Arrhenius Denklemi Nedir? Arrhenius Teoremi Nedir?

1
Advertisement

Svante Arrhenius tarafından yapılan çalışmalarda elde edilen Arrhenius denklemi ve Arrhenius teoremi nedir ve ne anlatır, hakkında bilgi.

Svante Arrhenius

Svante Arrhenius

Arrhenius Denklemi

Arrhenius denklemi, sıcaklığın, kimyasal tepkimelerin hızı üzerindeki etkisini gösteren matematiksel tanımdır. Tepkime hızı sabitlerini hesaplamakta yararlanılan bütün tahmini anlatımların temelini oluşturan Arrhenius denkleminde, tepkime hızı sabiti k, tepkimeye giren maddelere ilişkin karakteristik sayısal Sabitler A ve E, termodinamik gaz sabiti R, mutlak sıcaklık T ile gösterilir. Genellikle,

\displaystyle k=A{{e}^{\frac{-E}{RT}}}

biçimindeki üstsel fonksiyonla gösterilen bu denkleme göre, tepkime sıcaklığındaki küçük bir artış, tepkime hızı sabitinde büyük bir artışa yol açar.

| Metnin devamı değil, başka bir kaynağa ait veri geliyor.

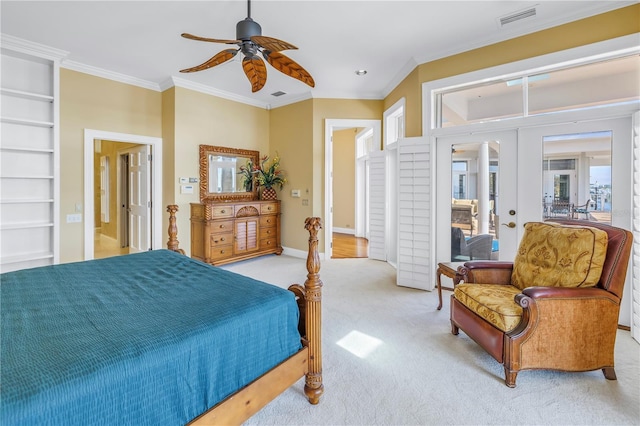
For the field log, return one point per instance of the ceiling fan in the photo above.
(250, 40)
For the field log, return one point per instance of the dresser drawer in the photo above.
(221, 252)
(222, 226)
(217, 240)
(267, 232)
(267, 208)
(266, 221)
(221, 211)
(268, 243)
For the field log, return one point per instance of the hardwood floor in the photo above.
(347, 246)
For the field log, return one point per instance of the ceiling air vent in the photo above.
(517, 16)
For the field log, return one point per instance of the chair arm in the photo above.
(566, 293)
(483, 271)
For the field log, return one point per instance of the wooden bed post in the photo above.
(313, 319)
(173, 242)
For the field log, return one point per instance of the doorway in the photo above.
(153, 226)
(332, 126)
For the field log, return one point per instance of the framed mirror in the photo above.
(220, 174)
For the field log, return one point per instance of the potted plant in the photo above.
(268, 175)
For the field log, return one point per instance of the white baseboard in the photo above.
(349, 231)
(301, 254)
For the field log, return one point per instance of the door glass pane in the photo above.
(474, 189)
(577, 176)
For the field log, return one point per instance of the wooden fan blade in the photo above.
(217, 59)
(288, 66)
(272, 44)
(256, 72)
(212, 40)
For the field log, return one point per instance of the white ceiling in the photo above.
(140, 41)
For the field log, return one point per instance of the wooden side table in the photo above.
(448, 269)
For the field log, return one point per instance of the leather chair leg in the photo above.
(454, 329)
(609, 373)
(510, 377)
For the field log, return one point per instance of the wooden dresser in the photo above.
(225, 232)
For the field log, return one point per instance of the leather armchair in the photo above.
(561, 328)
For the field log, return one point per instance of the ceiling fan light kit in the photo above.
(250, 41)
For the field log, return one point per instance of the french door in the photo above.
(479, 169)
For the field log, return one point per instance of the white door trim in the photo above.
(331, 124)
(156, 181)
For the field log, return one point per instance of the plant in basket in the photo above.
(268, 175)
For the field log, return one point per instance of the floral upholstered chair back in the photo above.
(555, 255)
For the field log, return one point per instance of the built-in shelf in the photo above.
(30, 149)
(27, 177)
(19, 149)
(26, 225)
(25, 257)
(26, 201)
(26, 95)
(26, 122)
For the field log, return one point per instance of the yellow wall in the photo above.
(201, 119)
(88, 102)
(291, 136)
(344, 178)
(597, 28)
(185, 119)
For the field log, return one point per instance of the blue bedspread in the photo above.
(150, 338)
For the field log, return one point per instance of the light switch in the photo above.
(74, 218)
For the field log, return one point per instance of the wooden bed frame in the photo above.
(247, 401)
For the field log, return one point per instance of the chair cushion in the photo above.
(492, 302)
(555, 255)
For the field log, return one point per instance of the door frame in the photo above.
(331, 124)
(90, 135)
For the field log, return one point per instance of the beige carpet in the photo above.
(389, 358)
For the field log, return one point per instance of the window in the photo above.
(592, 85)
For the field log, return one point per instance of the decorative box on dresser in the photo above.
(225, 232)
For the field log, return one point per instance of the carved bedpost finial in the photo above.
(173, 242)
(313, 289)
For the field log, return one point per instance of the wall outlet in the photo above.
(74, 218)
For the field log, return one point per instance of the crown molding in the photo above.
(31, 48)
(181, 82)
(400, 76)
(110, 75)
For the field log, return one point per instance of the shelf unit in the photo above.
(29, 155)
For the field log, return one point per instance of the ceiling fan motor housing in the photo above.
(247, 28)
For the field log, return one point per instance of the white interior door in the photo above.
(377, 205)
(139, 200)
(485, 168)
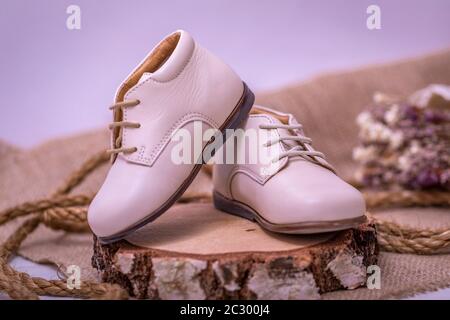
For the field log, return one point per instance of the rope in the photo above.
(59, 212)
(62, 211)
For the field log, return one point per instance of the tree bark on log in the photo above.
(300, 273)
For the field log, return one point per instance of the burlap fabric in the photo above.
(327, 106)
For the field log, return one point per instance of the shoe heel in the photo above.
(229, 206)
(244, 109)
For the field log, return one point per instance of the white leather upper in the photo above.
(299, 191)
(191, 85)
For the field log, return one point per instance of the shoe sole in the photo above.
(240, 113)
(242, 210)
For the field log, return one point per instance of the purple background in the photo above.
(55, 81)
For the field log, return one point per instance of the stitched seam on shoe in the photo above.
(124, 130)
(188, 117)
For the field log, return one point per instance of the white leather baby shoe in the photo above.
(177, 84)
(297, 192)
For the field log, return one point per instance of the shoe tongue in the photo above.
(144, 77)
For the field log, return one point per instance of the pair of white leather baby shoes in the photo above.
(182, 86)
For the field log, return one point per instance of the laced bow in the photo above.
(297, 150)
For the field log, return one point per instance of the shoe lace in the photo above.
(298, 150)
(119, 125)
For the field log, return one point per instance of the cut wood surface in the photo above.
(197, 252)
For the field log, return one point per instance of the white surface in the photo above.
(47, 272)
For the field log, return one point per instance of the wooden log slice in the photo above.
(197, 252)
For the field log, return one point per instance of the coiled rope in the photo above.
(62, 211)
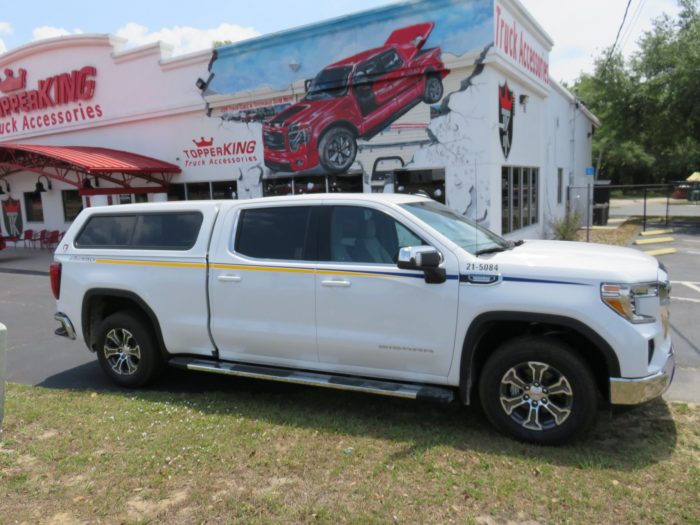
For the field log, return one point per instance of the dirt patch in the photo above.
(139, 508)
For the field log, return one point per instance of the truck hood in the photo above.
(575, 261)
(305, 112)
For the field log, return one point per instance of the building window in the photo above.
(519, 198)
(33, 207)
(430, 183)
(72, 204)
(176, 192)
(224, 190)
(560, 185)
(198, 191)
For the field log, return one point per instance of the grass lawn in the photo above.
(258, 452)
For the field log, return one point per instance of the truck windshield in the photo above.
(462, 231)
(329, 83)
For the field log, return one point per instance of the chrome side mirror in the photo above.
(424, 258)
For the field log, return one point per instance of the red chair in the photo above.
(27, 237)
(40, 238)
(51, 239)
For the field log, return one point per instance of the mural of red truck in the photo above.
(355, 98)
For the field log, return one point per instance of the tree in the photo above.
(649, 107)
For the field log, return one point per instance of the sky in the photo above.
(581, 29)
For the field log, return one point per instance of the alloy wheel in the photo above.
(536, 395)
(121, 351)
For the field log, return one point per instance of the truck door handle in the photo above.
(333, 283)
(229, 278)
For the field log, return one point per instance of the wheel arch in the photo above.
(489, 330)
(342, 123)
(99, 303)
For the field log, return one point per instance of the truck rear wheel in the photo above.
(127, 350)
(432, 93)
(538, 390)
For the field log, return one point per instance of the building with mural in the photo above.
(450, 98)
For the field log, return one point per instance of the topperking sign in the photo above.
(55, 101)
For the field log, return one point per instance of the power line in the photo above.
(630, 27)
(612, 49)
(624, 17)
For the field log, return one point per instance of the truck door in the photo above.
(372, 317)
(261, 285)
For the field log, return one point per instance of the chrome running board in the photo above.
(285, 375)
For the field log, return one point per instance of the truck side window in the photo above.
(364, 235)
(274, 233)
(141, 231)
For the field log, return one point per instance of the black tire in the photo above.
(337, 149)
(521, 376)
(127, 350)
(433, 90)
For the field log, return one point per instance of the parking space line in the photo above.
(691, 286)
(686, 299)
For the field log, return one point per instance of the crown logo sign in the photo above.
(12, 83)
(11, 206)
(203, 143)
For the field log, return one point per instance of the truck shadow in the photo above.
(628, 440)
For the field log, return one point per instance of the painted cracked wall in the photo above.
(264, 91)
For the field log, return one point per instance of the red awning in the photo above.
(73, 164)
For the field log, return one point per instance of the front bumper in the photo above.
(625, 391)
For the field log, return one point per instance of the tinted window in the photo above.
(274, 233)
(364, 235)
(167, 231)
(156, 231)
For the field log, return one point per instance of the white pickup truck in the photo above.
(388, 294)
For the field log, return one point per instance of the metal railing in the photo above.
(592, 202)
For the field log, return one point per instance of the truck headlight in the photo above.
(297, 137)
(624, 299)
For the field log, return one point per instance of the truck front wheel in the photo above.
(337, 149)
(432, 93)
(538, 390)
(127, 350)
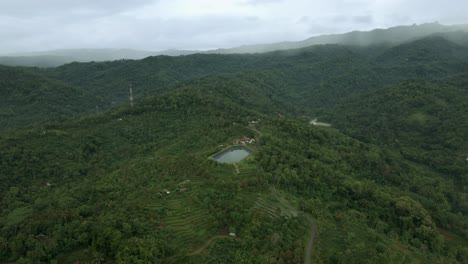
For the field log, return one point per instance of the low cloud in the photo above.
(28, 25)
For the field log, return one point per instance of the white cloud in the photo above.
(27, 25)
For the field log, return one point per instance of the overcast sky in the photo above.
(31, 25)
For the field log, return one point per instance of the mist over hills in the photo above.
(384, 182)
(389, 36)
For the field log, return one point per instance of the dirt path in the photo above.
(207, 244)
(313, 229)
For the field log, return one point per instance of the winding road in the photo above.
(313, 228)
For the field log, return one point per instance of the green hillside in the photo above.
(385, 183)
(28, 98)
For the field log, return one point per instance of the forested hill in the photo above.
(426, 121)
(29, 97)
(137, 185)
(312, 80)
(389, 36)
(386, 183)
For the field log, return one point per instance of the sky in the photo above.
(35, 25)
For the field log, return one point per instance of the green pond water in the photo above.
(232, 154)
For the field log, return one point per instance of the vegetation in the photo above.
(386, 183)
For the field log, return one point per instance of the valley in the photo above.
(380, 176)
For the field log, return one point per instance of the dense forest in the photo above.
(385, 183)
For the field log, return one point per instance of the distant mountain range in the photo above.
(390, 36)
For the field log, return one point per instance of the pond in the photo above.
(232, 154)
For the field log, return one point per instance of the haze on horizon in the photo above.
(29, 25)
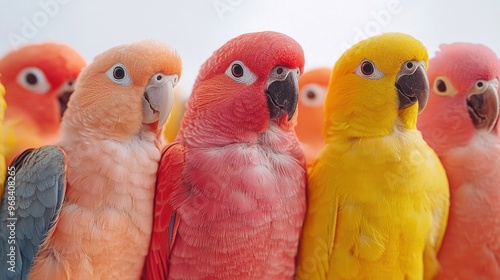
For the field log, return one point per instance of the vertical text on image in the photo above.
(11, 218)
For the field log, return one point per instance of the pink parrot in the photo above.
(83, 208)
(312, 92)
(459, 123)
(230, 199)
(39, 79)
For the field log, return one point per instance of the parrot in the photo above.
(83, 207)
(3, 168)
(39, 79)
(377, 194)
(173, 123)
(460, 123)
(312, 90)
(230, 198)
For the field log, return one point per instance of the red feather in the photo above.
(169, 178)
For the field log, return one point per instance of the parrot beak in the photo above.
(412, 85)
(282, 91)
(158, 98)
(64, 93)
(483, 105)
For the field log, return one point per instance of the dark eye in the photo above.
(311, 95)
(119, 73)
(31, 79)
(237, 70)
(34, 80)
(441, 85)
(367, 68)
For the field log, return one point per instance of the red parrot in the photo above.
(459, 123)
(230, 198)
(312, 91)
(38, 78)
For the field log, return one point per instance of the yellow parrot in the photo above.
(378, 196)
(3, 137)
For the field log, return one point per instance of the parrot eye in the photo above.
(312, 95)
(367, 69)
(480, 86)
(240, 73)
(443, 87)
(119, 75)
(237, 70)
(34, 80)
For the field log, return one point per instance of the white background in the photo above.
(197, 28)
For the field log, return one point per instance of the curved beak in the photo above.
(158, 98)
(64, 93)
(412, 85)
(282, 92)
(483, 106)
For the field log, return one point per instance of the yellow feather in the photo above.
(3, 140)
(377, 195)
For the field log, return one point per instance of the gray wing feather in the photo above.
(38, 192)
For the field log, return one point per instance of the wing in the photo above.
(318, 233)
(34, 191)
(440, 201)
(166, 221)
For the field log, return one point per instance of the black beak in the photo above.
(282, 92)
(483, 107)
(412, 85)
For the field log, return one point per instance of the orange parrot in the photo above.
(38, 78)
(171, 128)
(309, 129)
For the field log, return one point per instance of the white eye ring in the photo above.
(238, 71)
(479, 86)
(313, 95)
(119, 75)
(33, 79)
(368, 69)
(442, 86)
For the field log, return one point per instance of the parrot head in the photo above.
(126, 88)
(39, 79)
(464, 95)
(378, 83)
(312, 91)
(250, 81)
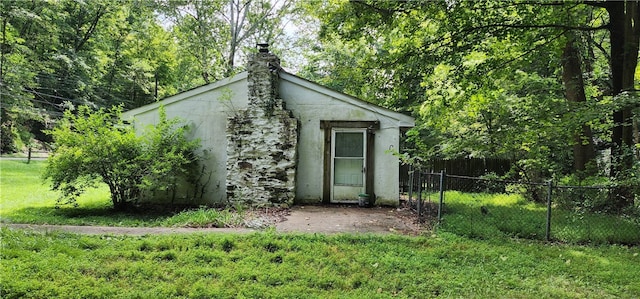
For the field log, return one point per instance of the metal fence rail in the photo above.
(545, 211)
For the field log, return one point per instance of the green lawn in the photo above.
(510, 215)
(26, 198)
(493, 262)
(269, 265)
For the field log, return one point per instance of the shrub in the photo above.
(97, 146)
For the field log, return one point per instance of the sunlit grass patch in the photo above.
(269, 265)
(488, 216)
(26, 198)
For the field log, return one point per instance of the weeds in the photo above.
(490, 216)
(270, 265)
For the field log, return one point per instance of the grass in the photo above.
(26, 198)
(268, 265)
(510, 215)
(492, 261)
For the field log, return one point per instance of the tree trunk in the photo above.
(583, 149)
(625, 35)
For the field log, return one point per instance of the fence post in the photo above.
(419, 204)
(411, 170)
(440, 203)
(549, 192)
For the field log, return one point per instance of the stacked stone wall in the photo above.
(262, 142)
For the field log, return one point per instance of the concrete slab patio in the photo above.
(325, 219)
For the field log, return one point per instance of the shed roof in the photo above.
(402, 119)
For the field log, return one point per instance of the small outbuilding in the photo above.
(274, 139)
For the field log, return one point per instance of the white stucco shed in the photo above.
(343, 146)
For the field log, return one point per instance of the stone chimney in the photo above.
(262, 140)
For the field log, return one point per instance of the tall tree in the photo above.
(216, 33)
(485, 78)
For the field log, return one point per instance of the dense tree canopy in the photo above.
(552, 86)
(546, 84)
(56, 55)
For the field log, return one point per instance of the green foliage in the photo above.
(25, 199)
(92, 147)
(481, 78)
(312, 266)
(496, 216)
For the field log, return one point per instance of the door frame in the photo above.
(328, 126)
(364, 170)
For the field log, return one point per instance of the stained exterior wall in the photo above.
(311, 107)
(262, 141)
(209, 108)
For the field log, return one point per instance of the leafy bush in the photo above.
(93, 146)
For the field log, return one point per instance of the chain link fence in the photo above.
(482, 207)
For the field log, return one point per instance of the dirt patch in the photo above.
(349, 219)
(324, 219)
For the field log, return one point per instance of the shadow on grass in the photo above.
(94, 215)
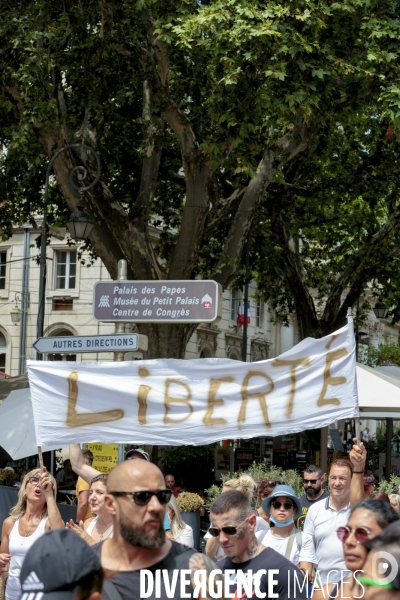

Arrhenius denklemi ilk kez, kimi tepkimelerin hız sabitlerinin sıcaklığa bağlı değişmesiyle ilgili çalışmalardan yararlanan J. J. Hood tarafından ortaya atıldı. Denkleme adı verilen İsveçli kimyacı Svante Arrhenius da, bu bağıntının hemen her tür tepkime için geçerli olduğunu gösterdi ve denkleme, termodinamik denge sabitiyle benzerliğinden yararlanarak, kuramsal bir temel kazandırdı. Sonraları, kimyasal tepkimelerin doğasını açıklamaya yönelik çarpışma ve geçiş durumu kuramları yardımıyla, A ve E sabitlerinin, kimyasal tepkimenin temel süreçlerini belirten nicelikleri simgelediği anlaşıldı; örneğin E etkinleşme enerjisini, A da atom ve moleküller arasındaki tepkime doğurucu çarpışmaların sıklığını simgeler.

Arrhenius Teorisi

Arrhenius teorisi, asitlerin ve bazların suda, iyon adı verilen elektrik yüklü atomlara ya da moleküllere ayrıştığını öne süren kuramdır. 1887’de İsveçli fiziksel kimyacı Svante August Arrhenius’un geliştirdiği bu kurama göre, ayrışma sonucunda hidrojen iyonları \displaystyle \left( {{H}^{+}} \right) veren maddeler asit, hidroksil iyonları \displaystyle \left( O{{H}^{-}} \right) veren maddeler ise baz yapısındadır. Günümüzde, hidrojen iyonunun sulu çözeltide tek başına değil, ancak su molekülüyle birleşmiş halde, hidronyum iyonu \displaystyle \left( {{H}_{3}}{{O}^{+}} \right) biçiminde bulunduğu biliniyorsa da, günlük kullanımda hidronyum iyonun gene de hidrojen iyonu olarak anılır.

Advertisement

Sülfürik, hidroklorik, nitrik ve asetik asit gibi belli başlı asitlerin asit özelliği çözeltiye hidrojen iyonları verme eğilimleriyle, sodyum, potasyum ve kalsiyum hidroksit gibi iyi bilinen hidroksitlerin baz özelliği de hidroksil iyonları verme eğilimleriyle açıklanır. Ayrıca asitler ve bazlar, çözeltideki hidrojen ve hidroksil iyonlarının derişikliğine göre güçlü ya da zayıf olarak sınıflandırılır. Bir asit ile bir baz tepkimeye girdiğinde bir tuz ve su oluşur; bu su, hidrojen ve hidroksil iyonlarının birleşmesinden doğar.